# RAF Stenigot Chain Home Radar Station, Lincs - April '09



## Badoosh (Apr 21, 2009)

The second part of Stenigot concentrates on images from the WWII era, & it's role as a Chain Home Radar Station. The site has been vandalised & looted in recent years by the usual mindless idjuts. Security now patrols the site to prevent further damage to what is left. Visited with my Son & Black Shuck. For the history on the site & the radar system please check the following links;

http://www.subbrit.org.uk/rsg/sites/s/stenigot/index.html
http://www.radarpages.co.uk/mob/ch/chainhome.htm

On with the images. I took almost 500 shots from here & it was hard to choose a select few to post here, but here goes!


Exterior of the CH Receiver Block






Some shots of the remaining equipment

















The Cyclone air con system









Outside , there were remains of the bases for the wooden receiver towers. Cabling fom this still runs to the CH Block





Walking to the Transmitter block, we took the opportunity to shield ourselves from the wind for a while & enjoy a much needed cuppa inside the Pillbox!
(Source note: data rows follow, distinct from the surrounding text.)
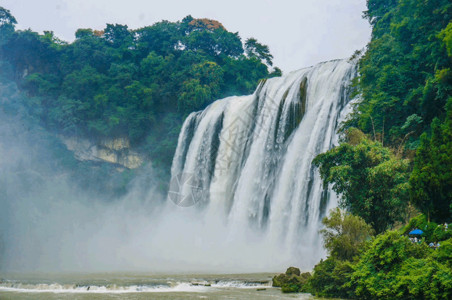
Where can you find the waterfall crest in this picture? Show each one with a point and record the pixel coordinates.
(247, 160)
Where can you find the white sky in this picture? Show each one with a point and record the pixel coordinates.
(299, 33)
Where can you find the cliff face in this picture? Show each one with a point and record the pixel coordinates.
(116, 151)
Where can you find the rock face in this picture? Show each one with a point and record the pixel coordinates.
(293, 281)
(116, 151)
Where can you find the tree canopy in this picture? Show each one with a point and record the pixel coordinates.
(137, 83)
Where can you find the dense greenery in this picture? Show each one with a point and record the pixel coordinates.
(405, 84)
(140, 83)
(405, 72)
(390, 266)
(405, 87)
(373, 182)
(431, 179)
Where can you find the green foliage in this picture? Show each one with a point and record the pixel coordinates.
(136, 83)
(372, 181)
(431, 179)
(405, 70)
(344, 234)
(293, 281)
(395, 268)
(330, 278)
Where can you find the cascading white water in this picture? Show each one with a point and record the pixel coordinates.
(247, 160)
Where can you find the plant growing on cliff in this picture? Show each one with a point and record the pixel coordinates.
(372, 181)
(344, 234)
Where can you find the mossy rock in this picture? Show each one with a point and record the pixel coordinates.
(292, 281)
(293, 271)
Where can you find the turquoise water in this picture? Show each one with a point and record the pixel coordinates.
(141, 286)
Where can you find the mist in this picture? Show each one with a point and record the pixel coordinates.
(48, 223)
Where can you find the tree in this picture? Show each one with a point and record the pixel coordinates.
(395, 268)
(255, 49)
(372, 181)
(344, 234)
(431, 179)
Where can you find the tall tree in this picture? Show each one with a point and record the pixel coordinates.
(372, 181)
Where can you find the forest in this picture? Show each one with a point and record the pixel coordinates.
(392, 169)
(139, 84)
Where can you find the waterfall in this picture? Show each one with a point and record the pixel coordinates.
(246, 161)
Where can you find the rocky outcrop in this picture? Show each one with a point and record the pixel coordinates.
(115, 151)
(293, 281)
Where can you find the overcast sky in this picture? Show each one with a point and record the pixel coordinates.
(299, 33)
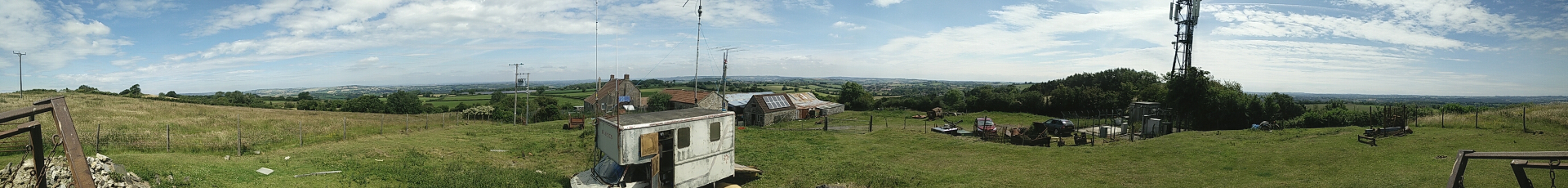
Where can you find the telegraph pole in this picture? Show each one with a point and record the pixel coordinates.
(516, 71)
(20, 75)
(528, 113)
Refreshed & warm, it was on to the CH Transmitter Block. In the foreground can be seen one of the bases for the steel towers





Inside the sub-station room





Although this building wasn't in the later NATO Ace High Compound with the parabolic dishes, evidence suggests a connection





Inside the Transmitter Hall...





...& a view under the floor 





Back outside built within the protective earth banks, there were 2 of these which had me intrigued as they were fitted with 3 phase type connectors





Finally a view of the remaining Transmitter Mast, still used by the MOD for training purposes





A cracking day with some unexpected surprises, one of which i have left for Black Shuck to post his image of, after he excitedly found it. I'll have further pics on my website when it's up with some interesting shots of former equipment used at Stenigot.


----------



## jonney (Apr 21, 2009)

Cracking stuff guys love the fact that some of the electrics are still there and in remarkibly good condition


----------



## the_historian (Apr 21, 2009)

That's brilliant!  Why isn't it a living history museum?


----------



## Evilgenius (Apr 21, 2009)

Top pics, its nice to see a radar station with some kit still in it!


----------



## Black Shuck (Apr 21, 2009)

Hello Guys Heres Shucky !!! here we go with some of my shots of the inside of a fantastic gem of an Explore!




















s/gg388/footballplayer2/DSCF0544.jpg[/IMG]





ayer2/DSCF0579.jpg[/IMG]


----------



## godzilla73 (Apr 21, 2009)

Lovely stuff Badoosh and Shuck. I didn't realise that they had a CH mast left there. I thought that the one at Great Baddow was the last one. Brilliant!!!


----------



## Black Shuck (Apr 22, 2009)

Thanks a lot for your interest G.Z. The C.H Mast is actually a listed structure.


----------



## Foxylady (Apr 22, 2009)

Brilliant, Badoosh and Shucky...what an explore! I didn't realise there was so much remaining there now.
Excellent stuff, guys.


----------



## Seahorse (Apr 22, 2009)

Fantastic stuff. Fills in a lot of gaps for what Hillhead would have looked like.

Makes me even more determined to get down and dirty under the transmitter bunker up there and see if there's anything left at all under the floor.


----------



## Black Shuck (Apr 22, 2009)

Seahorse said:


> Fantastic stuff. Fills in a lot of gaps for what Hillhead would have looked like.
> 
> Makes me even more determined to get down and dirty under the transmitter bunker up there and see if there's anything left at all under the floor.


Oh believe me mate it was most def down and most def dirty, but god it was damn good fun!!... It reminded me of everything I ever wanted to do when going exploring. Loads of remains left.


----------



## Badoosh (Apr 22, 2009)

the_historian said:


> That's brilliant!  Why isn't it a living history museum?



Funny you should say that, watch this space!

Hey Shuck, i was expecting you to post the pic of the fuse box you excitedly found. I'll post mine but it's not the best shot.

One more shot from me showing the surprise find of the day!







There's even more interesting things about the site which i'll post up in good time. Thanks for all the comments


----------



## Black Shuck (Apr 22, 2009)

Badoosh said:


> Funny you should say that, watch this space!
> 
> Hey Shuck, i was expecting you to post the pic of the fuse box you excitedly found. I'll post mine but it's not the best shot.
> 
> ...



Hey Badoosh I managed to find the shot of the FuseBox details with the date! For some reason I do not know why I never posted it but here we are. What about that for a date


----------



## Seahorse (Apr 22, 2009)

TRANSRECTOR!!! HAHAHAHAHAHA!!!

Sounds like a Scottish headmaster that likes to crossdress.


----------



## Black Shuck (Apr 22, 2009)

Bugger me you just had me creased up on the floor!!!!.... Seahorse you make me die!


----------